III
Отношение выселковских обывателей к Прошкиной профессии отличалось чрезвычайной терпимостью. С тех пор, как уклад прежнего крестьянского мира был порушен и его члены пошли вразброд, все они находили естественным, что человек так или иначе кормится по силе возможности. Обломок прежнего крестьянского общества — Выселки требовали только, чтоб их члены не забывали вконец своих связей с «миром», не делали вреда своим однообщественникам. Кажется, что именно таким образом следует объяснить тот сочувственный нейтралитет, какого придерживались выселковцы в отношении к Прошкину способу кормления. В свою очередь, и отношения Прошки к согражданам были исполнены взаимной благосклонности. По крайней мере так было прежде. Выселки знали Прохора, и Прохор знал Выселки. В случае удачи Прошки, на Выселках многие бывали веселы и пьяны, и никому не приходило в голову задаваться нескромным вопросом: откуда взяты деньги, которыми оплачивалось это веселье? Впрочем, все хорошо знали это без всяких справок. Зато в самые темные осенние ночи Прохор различал своих компатриотов рысьими глазами, и никогда он не позволял себе испугать выселковскую женщину, не обидел ни одного пьяного выселковца. К сожалению, в наступившие для Прошки тяжелые времена этому трогательному согласию предстояло жестокое испытание.
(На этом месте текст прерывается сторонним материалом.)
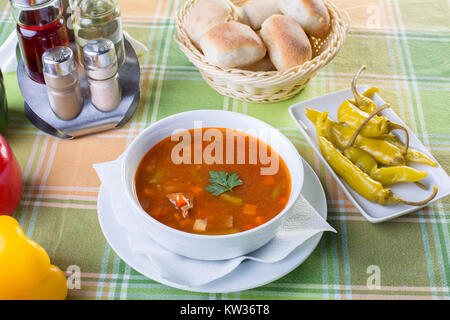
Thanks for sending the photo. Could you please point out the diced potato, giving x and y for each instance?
(231, 199)
(200, 225)
(250, 209)
(170, 188)
(268, 180)
(157, 177)
(275, 193)
(228, 222)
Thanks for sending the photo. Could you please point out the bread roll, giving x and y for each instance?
(265, 64)
(204, 15)
(257, 11)
(286, 41)
(312, 15)
(232, 45)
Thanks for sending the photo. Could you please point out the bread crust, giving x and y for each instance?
(287, 43)
(257, 11)
(232, 45)
(312, 15)
(204, 15)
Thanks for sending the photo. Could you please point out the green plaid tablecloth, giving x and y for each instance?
(406, 47)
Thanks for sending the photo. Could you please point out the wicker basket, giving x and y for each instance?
(265, 87)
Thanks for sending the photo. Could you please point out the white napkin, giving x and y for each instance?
(8, 60)
(302, 223)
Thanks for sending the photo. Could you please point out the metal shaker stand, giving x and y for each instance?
(90, 120)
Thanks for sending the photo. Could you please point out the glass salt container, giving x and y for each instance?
(40, 26)
(93, 19)
(63, 84)
(101, 66)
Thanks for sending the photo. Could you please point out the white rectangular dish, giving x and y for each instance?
(373, 212)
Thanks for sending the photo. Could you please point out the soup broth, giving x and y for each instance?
(182, 195)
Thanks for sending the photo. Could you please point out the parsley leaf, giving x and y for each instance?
(222, 182)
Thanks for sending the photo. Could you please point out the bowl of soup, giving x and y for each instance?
(211, 184)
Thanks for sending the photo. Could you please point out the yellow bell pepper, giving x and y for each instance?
(25, 269)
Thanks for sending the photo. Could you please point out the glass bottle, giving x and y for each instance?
(40, 26)
(3, 106)
(67, 13)
(93, 19)
(63, 84)
(101, 70)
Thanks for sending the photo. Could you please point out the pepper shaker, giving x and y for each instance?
(100, 61)
(62, 81)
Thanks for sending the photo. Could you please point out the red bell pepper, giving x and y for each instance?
(10, 179)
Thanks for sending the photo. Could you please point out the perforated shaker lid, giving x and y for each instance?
(58, 61)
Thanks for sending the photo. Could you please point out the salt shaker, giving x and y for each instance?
(62, 81)
(101, 65)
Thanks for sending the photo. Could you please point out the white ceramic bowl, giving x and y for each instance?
(209, 247)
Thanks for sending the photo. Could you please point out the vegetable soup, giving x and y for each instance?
(211, 197)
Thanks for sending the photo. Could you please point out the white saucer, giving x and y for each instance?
(247, 275)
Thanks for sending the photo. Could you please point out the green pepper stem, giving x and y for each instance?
(358, 131)
(419, 203)
(355, 78)
(394, 126)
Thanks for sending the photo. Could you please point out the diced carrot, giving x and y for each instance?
(281, 200)
(200, 214)
(157, 212)
(250, 209)
(200, 225)
(187, 222)
(260, 220)
(147, 191)
(181, 201)
(228, 223)
(268, 180)
(196, 189)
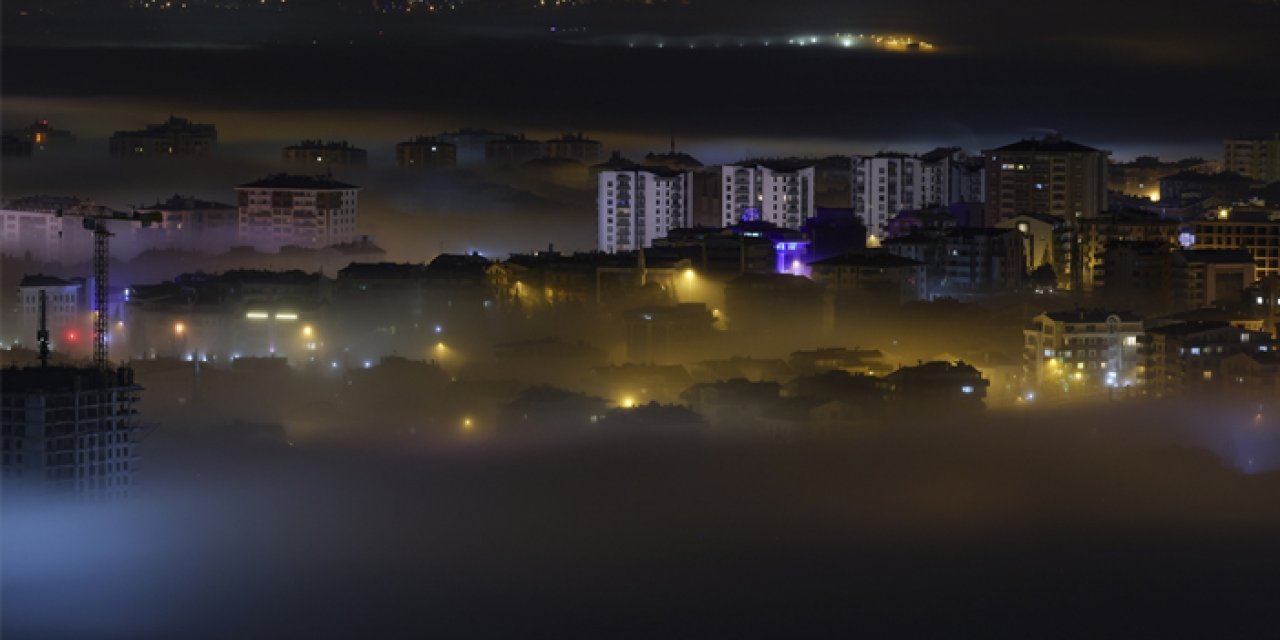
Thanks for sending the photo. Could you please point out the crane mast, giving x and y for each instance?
(100, 282)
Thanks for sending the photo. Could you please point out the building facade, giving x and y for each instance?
(887, 183)
(297, 210)
(51, 229)
(1082, 351)
(316, 152)
(1256, 232)
(174, 137)
(1047, 176)
(574, 146)
(776, 193)
(68, 312)
(638, 206)
(69, 430)
(426, 152)
(1257, 156)
(193, 224)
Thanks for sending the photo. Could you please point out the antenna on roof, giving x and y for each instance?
(42, 333)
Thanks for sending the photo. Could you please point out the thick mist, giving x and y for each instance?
(1011, 526)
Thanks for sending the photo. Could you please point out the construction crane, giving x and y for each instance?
(101, 236)
(42, 333)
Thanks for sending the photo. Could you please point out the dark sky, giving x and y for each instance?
(1165, 77)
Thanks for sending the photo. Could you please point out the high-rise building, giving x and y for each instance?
(1256, 156)
(1082, 351)
(1256, 232)
(69, 430)
(426, 152)
(51, 229)
(772, 192)
(297, 210)
(512, 151)
(574, 146)
(640, 205)
(887, 183)
(316, 152)
(1047, 176)
(68, 310)
(174, 137)
(470, 144)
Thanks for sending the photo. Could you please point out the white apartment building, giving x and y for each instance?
(638, 205)
(1082, 351)
(51, 229)
(67, 311)
(767, 192)
(297, 210)
(883, 184)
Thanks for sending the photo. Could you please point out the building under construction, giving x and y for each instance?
(69, 430)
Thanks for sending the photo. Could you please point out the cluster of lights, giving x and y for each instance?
(263, 315)
(883, 42)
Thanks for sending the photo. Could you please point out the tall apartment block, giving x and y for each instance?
(638, 205)
(575, 146)
(1047, 176)
(69, 430)
(887, 183)
(426, 152)
(173, 137)
(1257, 156)
(297, 210)
(776, 193)
(1253, 231)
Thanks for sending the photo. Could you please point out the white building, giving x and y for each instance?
(773, 193)
(51, 229)
(887, 183)
(638, 205)
(1082, 351)
(67, 312)
(297, 210)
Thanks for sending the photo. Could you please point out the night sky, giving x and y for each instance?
(1170, 78)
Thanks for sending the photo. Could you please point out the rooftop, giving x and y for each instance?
(1092, 315)
(178, 202)
(1189, 328)
(45, 280)
(284, 181)
(1216, 256)
(874, 259)
(60, 379)
(1048, 144)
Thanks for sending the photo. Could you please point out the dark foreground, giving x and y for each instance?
(920, 534)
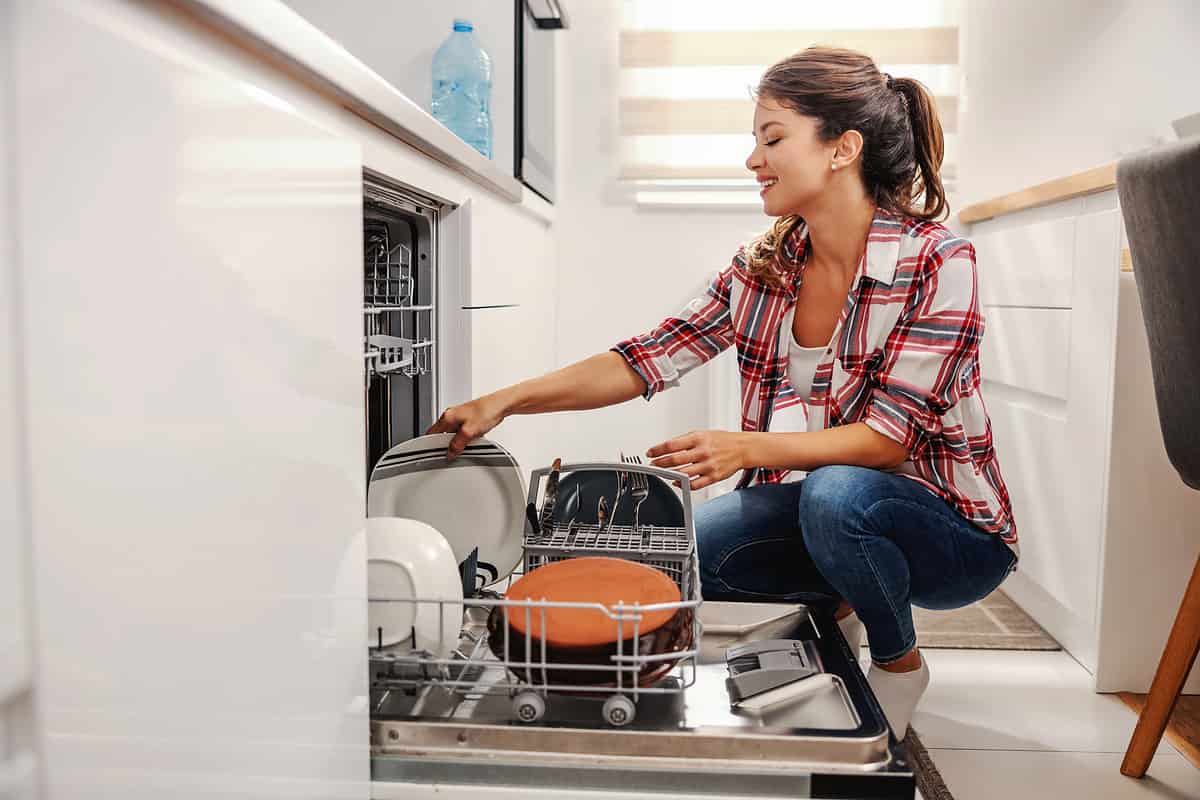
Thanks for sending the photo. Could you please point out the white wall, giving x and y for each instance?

Не случилось еще ничего особенного, но уже многие наблюдательные люди заметили, что Прошка начал «задумываться». Это был очень тревожный симптом. Известно, что, если человек начал думать, от такого человека добра не жди. Поэтому и от мыслей Прошки все ждали худа, и между Выселками и Прошкой пробежала черная кошка. О чем, собственно, он думает, никто этого, конечно, не знал; тем не менее, когда домохозяин-сапожник, у которого подозревались некоторые деньжонки, проходил мимо Прошки в минуты раздумья,— он чувствовал себя как-то неловко под внимательным и тяжелым взглядом жулика. До сих пор Прошка никогда не задумывался, а только пьянствовал и дрался на кулачках. В настоящее же время он «думает» и смотрит нехорошо.
Хотя Прошка не был особенно расположен к анализу своих ощущений, тем не менее, он тоже заметил за собою мысли и смутился. Остатки доброй выселковской совести подымались в нем против новых искушений. От мыслей в нем поднялась такая кутерьма, что бедный Прошка был близок к настоящей меланхолии.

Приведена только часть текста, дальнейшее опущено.